As this is happening Catholics are still carrying on their peaceful protests in Hanoi. Flyers expressing solidarity to the parishioners and the Redemptorist Fathers, the original owners of the disputed land, are being handed out all over the place.
Mgr Anthony Vu Huy Chuong, bishop of Hung Hoa, a diocese on the border with Laos in the country’s extreme north, sent a ‘Letter of Communion’ to the provincial superior of the Redemptorists of Vietnam and to the superior of Thai Ha Monastery.
“I have prayed,” Bishop Vu wrote, “that justice and the truth may be honoured not only in Thai Ha but also everywhere people have to suffer injustice and dishonesty.”

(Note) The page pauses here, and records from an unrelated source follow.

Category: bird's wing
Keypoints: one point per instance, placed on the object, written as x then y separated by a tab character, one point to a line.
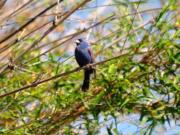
91	54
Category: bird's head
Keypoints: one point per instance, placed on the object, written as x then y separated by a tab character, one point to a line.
78	41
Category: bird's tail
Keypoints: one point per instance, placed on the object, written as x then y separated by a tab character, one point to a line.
86	81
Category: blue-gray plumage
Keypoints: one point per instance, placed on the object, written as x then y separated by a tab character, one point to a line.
84	56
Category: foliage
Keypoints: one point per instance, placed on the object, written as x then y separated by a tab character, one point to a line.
143	80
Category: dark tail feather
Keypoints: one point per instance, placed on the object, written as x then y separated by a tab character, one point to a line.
86	81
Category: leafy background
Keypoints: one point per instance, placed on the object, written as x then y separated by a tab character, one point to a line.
136	89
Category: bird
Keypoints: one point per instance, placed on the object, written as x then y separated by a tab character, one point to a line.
84	56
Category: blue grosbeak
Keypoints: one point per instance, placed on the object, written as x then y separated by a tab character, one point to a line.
84	56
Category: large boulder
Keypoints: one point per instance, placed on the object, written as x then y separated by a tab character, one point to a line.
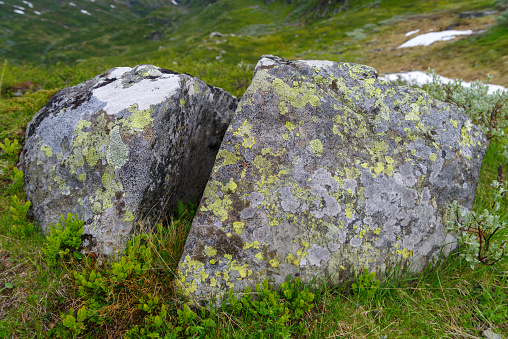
120	149
326	170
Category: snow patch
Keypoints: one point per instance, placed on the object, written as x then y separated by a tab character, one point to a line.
428	39
412	32
421	78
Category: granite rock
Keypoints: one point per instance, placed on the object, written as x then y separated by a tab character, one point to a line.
326	170
118	150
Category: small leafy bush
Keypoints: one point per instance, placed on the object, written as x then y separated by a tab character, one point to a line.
20	226
366	285
10	147
489	112
64	240
480	234
74	324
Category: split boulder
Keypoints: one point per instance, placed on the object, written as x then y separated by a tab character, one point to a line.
326	170
119	150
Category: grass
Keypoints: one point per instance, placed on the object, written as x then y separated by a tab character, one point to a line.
449	301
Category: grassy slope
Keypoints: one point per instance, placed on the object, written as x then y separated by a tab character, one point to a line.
452	300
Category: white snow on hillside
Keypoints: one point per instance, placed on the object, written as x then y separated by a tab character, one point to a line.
429	38
421	78
412	32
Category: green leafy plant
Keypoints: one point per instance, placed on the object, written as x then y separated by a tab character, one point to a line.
366	285
10	147
489	112
491	303
64	240
73	323
479	233
19	226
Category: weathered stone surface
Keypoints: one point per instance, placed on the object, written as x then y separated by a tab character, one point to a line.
325	169
118	150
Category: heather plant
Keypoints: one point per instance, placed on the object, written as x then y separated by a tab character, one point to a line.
64	240
489	112
481	233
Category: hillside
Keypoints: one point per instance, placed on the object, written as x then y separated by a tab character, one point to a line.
115	33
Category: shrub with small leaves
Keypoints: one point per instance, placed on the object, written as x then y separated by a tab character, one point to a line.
366	285
488	111
10	147
64	239
20	227
480	234
74	324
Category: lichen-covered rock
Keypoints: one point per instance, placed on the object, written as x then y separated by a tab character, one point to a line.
120	149
325	169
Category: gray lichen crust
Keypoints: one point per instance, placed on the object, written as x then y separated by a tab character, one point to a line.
324	169
118	150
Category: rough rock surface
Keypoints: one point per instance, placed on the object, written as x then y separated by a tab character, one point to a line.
118	150
325	169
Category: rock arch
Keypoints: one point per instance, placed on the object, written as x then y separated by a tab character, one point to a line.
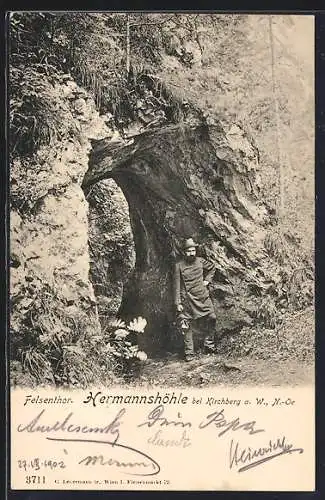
183	180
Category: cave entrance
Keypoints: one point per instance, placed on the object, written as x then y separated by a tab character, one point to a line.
111	246
131	259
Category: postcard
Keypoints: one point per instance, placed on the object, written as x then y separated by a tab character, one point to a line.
161	251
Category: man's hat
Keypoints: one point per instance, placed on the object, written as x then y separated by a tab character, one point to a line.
189	243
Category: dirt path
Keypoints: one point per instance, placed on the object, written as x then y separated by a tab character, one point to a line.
213	369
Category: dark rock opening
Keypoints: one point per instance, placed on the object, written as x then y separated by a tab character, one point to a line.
168	177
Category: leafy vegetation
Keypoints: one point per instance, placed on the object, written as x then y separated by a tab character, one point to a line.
152	69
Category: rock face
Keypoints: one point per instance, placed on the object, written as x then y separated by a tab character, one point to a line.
111	246
189	180
49	279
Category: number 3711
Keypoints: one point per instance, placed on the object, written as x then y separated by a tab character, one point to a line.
35	480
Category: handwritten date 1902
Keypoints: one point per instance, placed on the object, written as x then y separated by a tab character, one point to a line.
37	464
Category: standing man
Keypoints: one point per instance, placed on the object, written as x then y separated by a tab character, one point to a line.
192	300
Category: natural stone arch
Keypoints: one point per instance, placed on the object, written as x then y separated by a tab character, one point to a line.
179	181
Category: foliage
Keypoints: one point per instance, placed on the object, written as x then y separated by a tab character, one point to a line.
54	343
219	63
293	339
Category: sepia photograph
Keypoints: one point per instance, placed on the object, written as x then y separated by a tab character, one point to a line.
161	198
161	170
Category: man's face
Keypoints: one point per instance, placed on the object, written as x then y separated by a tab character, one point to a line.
190	254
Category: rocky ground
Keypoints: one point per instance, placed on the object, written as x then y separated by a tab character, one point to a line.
257	357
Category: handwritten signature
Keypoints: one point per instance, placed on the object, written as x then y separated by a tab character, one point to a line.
218	420
253	457
66	425
146	462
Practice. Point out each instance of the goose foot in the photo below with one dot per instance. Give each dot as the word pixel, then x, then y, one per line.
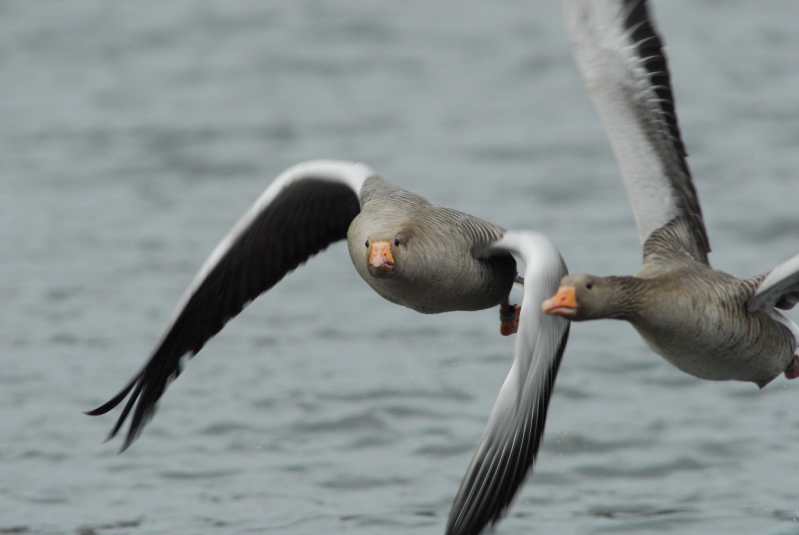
pixel 509 316
pixel 792 371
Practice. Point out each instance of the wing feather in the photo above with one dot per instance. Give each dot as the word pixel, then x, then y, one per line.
pixel 508 447
pixel 305 209
pixel 780 288
pixel 621 59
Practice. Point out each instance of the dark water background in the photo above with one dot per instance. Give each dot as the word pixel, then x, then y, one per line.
pixel 134 134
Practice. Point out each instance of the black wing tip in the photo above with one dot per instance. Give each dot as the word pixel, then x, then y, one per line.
pixel 140 417
pixel 114 401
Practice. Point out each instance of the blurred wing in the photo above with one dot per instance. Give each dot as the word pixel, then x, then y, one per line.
pixel 780 288
pixel 621 59
pixel 308 207
pixel 509 444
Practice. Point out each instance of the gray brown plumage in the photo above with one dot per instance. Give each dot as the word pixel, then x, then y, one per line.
pixel 706 322
pixel 410 251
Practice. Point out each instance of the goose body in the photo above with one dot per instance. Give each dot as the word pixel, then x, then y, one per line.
pixel 410 251
pixel 708 323
pixel 444 274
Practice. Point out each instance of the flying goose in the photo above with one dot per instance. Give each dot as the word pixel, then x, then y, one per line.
pixel 412 252
pixel 707 323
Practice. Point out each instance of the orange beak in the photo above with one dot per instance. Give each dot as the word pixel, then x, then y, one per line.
pixel 380 260
pixel 563 303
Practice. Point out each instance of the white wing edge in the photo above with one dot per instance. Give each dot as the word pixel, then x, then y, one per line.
pixel 780 281
pixel 539 334
pixel 352 174
pixel 618 84
pixel 540 342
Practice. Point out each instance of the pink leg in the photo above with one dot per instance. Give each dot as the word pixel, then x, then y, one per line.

“Recently,” he added, “the vicar of Can Kiem told me that the man who appeared on TV against Thai Ha claiming to speak on behalf of Can Kiem parishioners is in fact a government official, and not even a Catholic.”
Faced with such a “sad and wearisome” campaign of falsehoods and disinformation by state media, the bishop called on Catholics to pray.
Similarly, Pham Huy Ba and Nguyen Van Nhat, the two men who were introduced on state TV last Sunday as priests speaking out against Thai Ha parishioners, are further evidence of what Mgr Vu Huy Chuong said.
In a statement the diocese of Hanoi flatly dismissed any claim by these ‘clergymen’.
“They have never been priests,” the statement read. “One may suppose they were ‘ordained’ by the government,” it added.
In the meantime in Thai Ha thousands of Catholics (see photo) are still meeting every day to pray.